Nie milkną echa rozstrzygnięć Plebiscytu "Przeglądu Sportowego" na najlepszego polskiego sportowca 2024 roku. Przypomnijmy, w wyniku głosowania kibiców wygrała mistrzyni olimpijska we wspinaczce sportowej na czas Aleksandra Mirosław przed brązową medalistką igrzysk w Paryżu w biegu na 400 m.Natalią Bukowiecką oraz wicemistrzem olimpijskim w siatkówce Wilfredo Leonem.
Czwarte miejsce w zestawieniu zajęła Iga Świątek, do października liderka rankingu WTA, triumfatorka wielkoszlemowego turnieju French Open 2024. Rozstrzygnięcia Plebiscytu nieco zaskoczyły Tomasza Świątka, ojca najlepszej polskiej tenisistki, który nie ukrywał, że liczył większe uznanie fanów sportu w naszym kraju.
- Jak przyjmuję te wyniki? Chłodno. Iga zasłużyła chyba na więcej - mówi nam Świątek.
"To był pracowity czas dla Igi"
Iga Świątek przygotowuje się już do ruszającego w niedzielę pierwszego w tym roku wielkoszlemowego turnieju, Australian Open.

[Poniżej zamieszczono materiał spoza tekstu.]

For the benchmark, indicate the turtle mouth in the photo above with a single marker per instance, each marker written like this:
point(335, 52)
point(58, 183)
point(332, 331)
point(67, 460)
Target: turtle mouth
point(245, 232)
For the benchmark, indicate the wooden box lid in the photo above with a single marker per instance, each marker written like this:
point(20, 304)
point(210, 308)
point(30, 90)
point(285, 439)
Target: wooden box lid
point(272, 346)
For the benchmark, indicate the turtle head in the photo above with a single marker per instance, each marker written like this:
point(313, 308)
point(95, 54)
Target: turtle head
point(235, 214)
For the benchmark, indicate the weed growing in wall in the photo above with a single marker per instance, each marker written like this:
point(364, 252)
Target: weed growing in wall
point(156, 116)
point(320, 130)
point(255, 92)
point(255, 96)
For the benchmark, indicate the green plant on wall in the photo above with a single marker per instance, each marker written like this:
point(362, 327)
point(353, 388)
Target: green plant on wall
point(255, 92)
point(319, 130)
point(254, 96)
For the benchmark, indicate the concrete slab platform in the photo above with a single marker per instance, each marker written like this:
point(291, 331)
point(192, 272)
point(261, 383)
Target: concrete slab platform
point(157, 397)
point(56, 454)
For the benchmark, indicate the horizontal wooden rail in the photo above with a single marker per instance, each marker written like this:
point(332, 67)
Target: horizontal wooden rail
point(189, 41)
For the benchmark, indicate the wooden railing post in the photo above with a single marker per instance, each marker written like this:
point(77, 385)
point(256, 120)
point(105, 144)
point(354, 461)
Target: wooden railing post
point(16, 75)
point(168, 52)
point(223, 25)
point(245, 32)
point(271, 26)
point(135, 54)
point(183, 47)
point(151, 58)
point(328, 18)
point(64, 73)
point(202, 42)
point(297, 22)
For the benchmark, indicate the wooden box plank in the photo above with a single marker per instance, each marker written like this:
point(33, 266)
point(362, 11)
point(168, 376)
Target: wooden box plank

Impreza rozgrywana na kortach Melbourne Park potrwa do 26 stycznia. Polka będzie rozstawiona a losowanie drabinki turnieju odbędzie się w Margaret Court Arena w piątek nad ranem czasu polskiego.
- Jaki wynik Igi przewiduję w Australian Open? Pomidor. Nie bawię się w takie zakłady, nie licytuję - mówi ojciec Igi.
Dodajmy, że Iga Świątek jeszcze nigdy nie wygrała Australian Open.
Tomasz Świątek: Dostrzegam postęp w grze Igi
Po rozstaniu w ubiegłym roku z Tomaszem Wiktorowskim raszynianka trenuje pod okiem nowego trenera, Wima Fissete'a. Belg był obecny w Sydney podczas meczów naszej tenisistki w United Cup, turnieju rozgrywanego na kortach twardych. Tomasz Świątek cieszy się, że córka robi już postępy pod okiem nowego trenera.
- Dostrzegam, że Iga lepiej radzi sobie już na szybszej nawierzchni co na pewno jest efektem współpracy z belgijskim trenerem - podsumował były wioślarz, olimpijczyk z Seulu z 1988 roku.